Despots and tyrants throughout history have always had the first three, ‘V’s’. Pick one bullying current or past leader and follow the path. Did this despot have a vision about the way the world should work in the future? Yes! Did they have the power to convince others through rewards and punishments systems (the Voice) to work together toward that vision? Yes!! And, finally did they articulate and enforce a set of values about how everyone joining in the work would achieve the vision. Yes!!! At this point you may be envisioning raised swastikas, stadiums full of believers and the power to rationalize mis-truths and atrocities to achieve group ends. So, what’s missing?
The fourth ‘V’- Virtues. This is the ‘V’ that must animate and support vision, voice and values or exclusiveness, disunity and common rights are the victims of the march toward the goal. Perhaps there are some echoes here of our country’s recent misfortunes or the debacles of multi-national corporations caught in their own short-sightedness?
Virtues create the character that drives vision, voice and values to good ends using good means. Anything else is unethical and short-lived.
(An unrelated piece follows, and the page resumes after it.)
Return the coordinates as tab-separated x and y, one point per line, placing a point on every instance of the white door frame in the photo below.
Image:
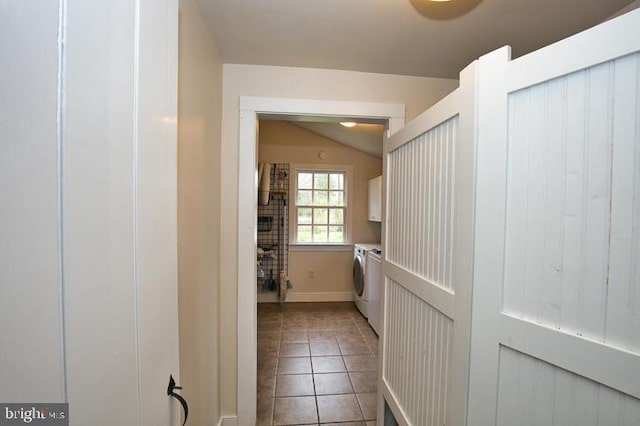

Perhaps it is useful to define virtues and distinguish them from values. The two are often confused.
A virtue is a trait or quality that is deemed morally good and serves as the foundation for principles and actions for the common good. Animated by these virtues, values are a collection of guiding principles about individual and group conduct. What’s missing in the tyrant’s version of values is that the inclusivity and actions for the common good are trumped by actions that benefit only the depot’s followers.
In organizations this often equates to untrustworthy communications, a lack of transparency both inside and outside the company and autonomous decisions that would not stand up to review. This version of values runs up against the caveat that all ethics are public and require input for all stakeholders in a choice.
Without an exercise of virtues, no effort is successful
As an ethicist, I am never as interested in a company’s values as I am in the virtues they prioritize. It’s obvious that few companies wittingly articulate their virtues in their priorities. Yet the evidence is clear, organizations that do not prioritize virtues such as trustworthiness, empathy, compassion, perseverance, creativity, and more, fall by the wayside.
Virtues often seem too soft and squishy to be of practical use. For a moment however, pause and think of the virtues prioritized in the actions of your organization? Are they implicit in the way employees act or can they be articulated in a more useful way? Do your hiring and on-boarding practices include understanding the fit future employees have with the organization’s practiced virtues? Remember, it is easy to publish value statements. The benefit of articulating the organization’s virtues is the animation and empowerment it provides to the company’s vision, voice and values.
Virtues are the internal motivations and habits that empower us to act in noble ways. The organization’s careful cultivation of virtuous habits is a lynch pin for organizations to be efficient, effective and long-lived.